In a brief statement issued in the immediate aftermath of a large gathering of anti-fracking protesters in Leitrim on Saturday, September 22 the Greens appealed to politicians on both sides of the border to fully inform themselves on the negative impact Hydraulic Fracturing will have on the whole country.
Miriam Hennessy, Green Party spokesperson on the fracking issue, said that the industry is a dirty industry with a history of causing environmental damage wherever it operates.
“Not only does Ireland not have the regulatory framework to deal specifically with this industry, its history of enforcement of existing environmental regulations is very poor,” Ms Hennessy said.
The Green Party believes the issue of shale gas extraction and fracking is a national one.
According to a local Green Party activist, Johnny Gogan from Dromahair, fracking will have “potentially devastating impacts on water systems and supplies, air quality, human and animal health and climate change, and could affect the whole country not just the areas targeted by the industry.”
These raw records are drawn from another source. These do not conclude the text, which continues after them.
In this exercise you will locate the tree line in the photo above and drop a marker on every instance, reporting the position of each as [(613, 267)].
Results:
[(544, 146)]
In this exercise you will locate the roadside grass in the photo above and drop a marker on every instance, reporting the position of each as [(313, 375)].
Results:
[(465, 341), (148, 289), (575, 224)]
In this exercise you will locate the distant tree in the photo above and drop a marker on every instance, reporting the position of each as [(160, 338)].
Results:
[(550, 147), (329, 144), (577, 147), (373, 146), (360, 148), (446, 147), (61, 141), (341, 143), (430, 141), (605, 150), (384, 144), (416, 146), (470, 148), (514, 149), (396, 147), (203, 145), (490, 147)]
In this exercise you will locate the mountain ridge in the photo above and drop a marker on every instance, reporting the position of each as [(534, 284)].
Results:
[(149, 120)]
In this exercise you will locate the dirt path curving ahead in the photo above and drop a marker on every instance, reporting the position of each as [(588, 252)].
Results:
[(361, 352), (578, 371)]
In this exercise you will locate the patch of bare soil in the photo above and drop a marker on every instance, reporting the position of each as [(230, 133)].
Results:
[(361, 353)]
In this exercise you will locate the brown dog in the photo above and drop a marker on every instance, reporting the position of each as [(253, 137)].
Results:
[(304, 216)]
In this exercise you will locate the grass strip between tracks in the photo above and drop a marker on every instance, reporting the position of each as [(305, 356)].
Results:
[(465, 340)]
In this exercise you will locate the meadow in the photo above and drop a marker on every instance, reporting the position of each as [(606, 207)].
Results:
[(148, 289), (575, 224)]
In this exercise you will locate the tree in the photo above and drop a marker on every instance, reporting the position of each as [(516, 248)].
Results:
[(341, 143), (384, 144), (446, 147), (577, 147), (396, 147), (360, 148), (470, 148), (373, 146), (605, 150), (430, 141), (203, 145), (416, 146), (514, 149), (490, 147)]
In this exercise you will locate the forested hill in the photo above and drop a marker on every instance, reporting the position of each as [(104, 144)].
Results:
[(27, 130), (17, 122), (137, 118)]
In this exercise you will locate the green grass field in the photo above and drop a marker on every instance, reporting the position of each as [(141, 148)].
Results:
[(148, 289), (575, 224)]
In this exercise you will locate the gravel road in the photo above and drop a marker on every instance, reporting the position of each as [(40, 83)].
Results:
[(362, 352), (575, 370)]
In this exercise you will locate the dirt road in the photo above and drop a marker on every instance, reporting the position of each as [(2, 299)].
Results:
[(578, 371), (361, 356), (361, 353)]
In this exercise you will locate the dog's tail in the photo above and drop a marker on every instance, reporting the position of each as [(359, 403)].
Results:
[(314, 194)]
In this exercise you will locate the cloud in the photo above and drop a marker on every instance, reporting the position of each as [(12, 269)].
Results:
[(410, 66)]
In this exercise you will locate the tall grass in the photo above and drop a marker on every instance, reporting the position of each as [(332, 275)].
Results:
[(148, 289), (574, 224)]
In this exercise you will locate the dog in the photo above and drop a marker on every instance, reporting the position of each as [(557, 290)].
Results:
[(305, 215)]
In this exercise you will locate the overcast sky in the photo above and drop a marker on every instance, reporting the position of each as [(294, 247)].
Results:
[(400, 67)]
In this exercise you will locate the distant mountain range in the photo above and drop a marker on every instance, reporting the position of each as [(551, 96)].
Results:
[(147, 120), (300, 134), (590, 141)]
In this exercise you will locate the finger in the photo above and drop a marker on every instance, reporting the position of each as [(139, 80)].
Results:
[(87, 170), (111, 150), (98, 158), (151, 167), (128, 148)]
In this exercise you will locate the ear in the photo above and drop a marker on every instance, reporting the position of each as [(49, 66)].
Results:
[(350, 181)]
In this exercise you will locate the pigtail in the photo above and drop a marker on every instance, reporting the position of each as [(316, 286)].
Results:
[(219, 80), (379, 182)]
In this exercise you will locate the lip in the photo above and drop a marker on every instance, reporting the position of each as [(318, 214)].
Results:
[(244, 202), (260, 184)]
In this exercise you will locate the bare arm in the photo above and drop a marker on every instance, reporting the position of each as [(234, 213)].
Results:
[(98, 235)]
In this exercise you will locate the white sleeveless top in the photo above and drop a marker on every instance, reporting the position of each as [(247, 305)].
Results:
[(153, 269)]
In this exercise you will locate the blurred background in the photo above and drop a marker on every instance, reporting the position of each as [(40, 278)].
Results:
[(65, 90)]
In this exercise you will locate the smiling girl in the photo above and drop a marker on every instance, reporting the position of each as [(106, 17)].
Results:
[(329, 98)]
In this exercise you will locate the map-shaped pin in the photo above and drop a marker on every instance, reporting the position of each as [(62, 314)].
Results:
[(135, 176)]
The Green Party believes that the jobs that are promised by the industry will materialise as low-level, temporary ones, with specialised teams brought in from abroad for drilling and fracking.
The statement ended with the claim that the future of agribusiness in the region is under real threat from hydraulic fracturing on the scale envisaged.
“Any contamination of foodstuffs, animals, animal feeds or products could be disastrous for our agribusiness which combined with our tourism industry, is now worth over approximately 13 billion annually,” Johnny Gogan said.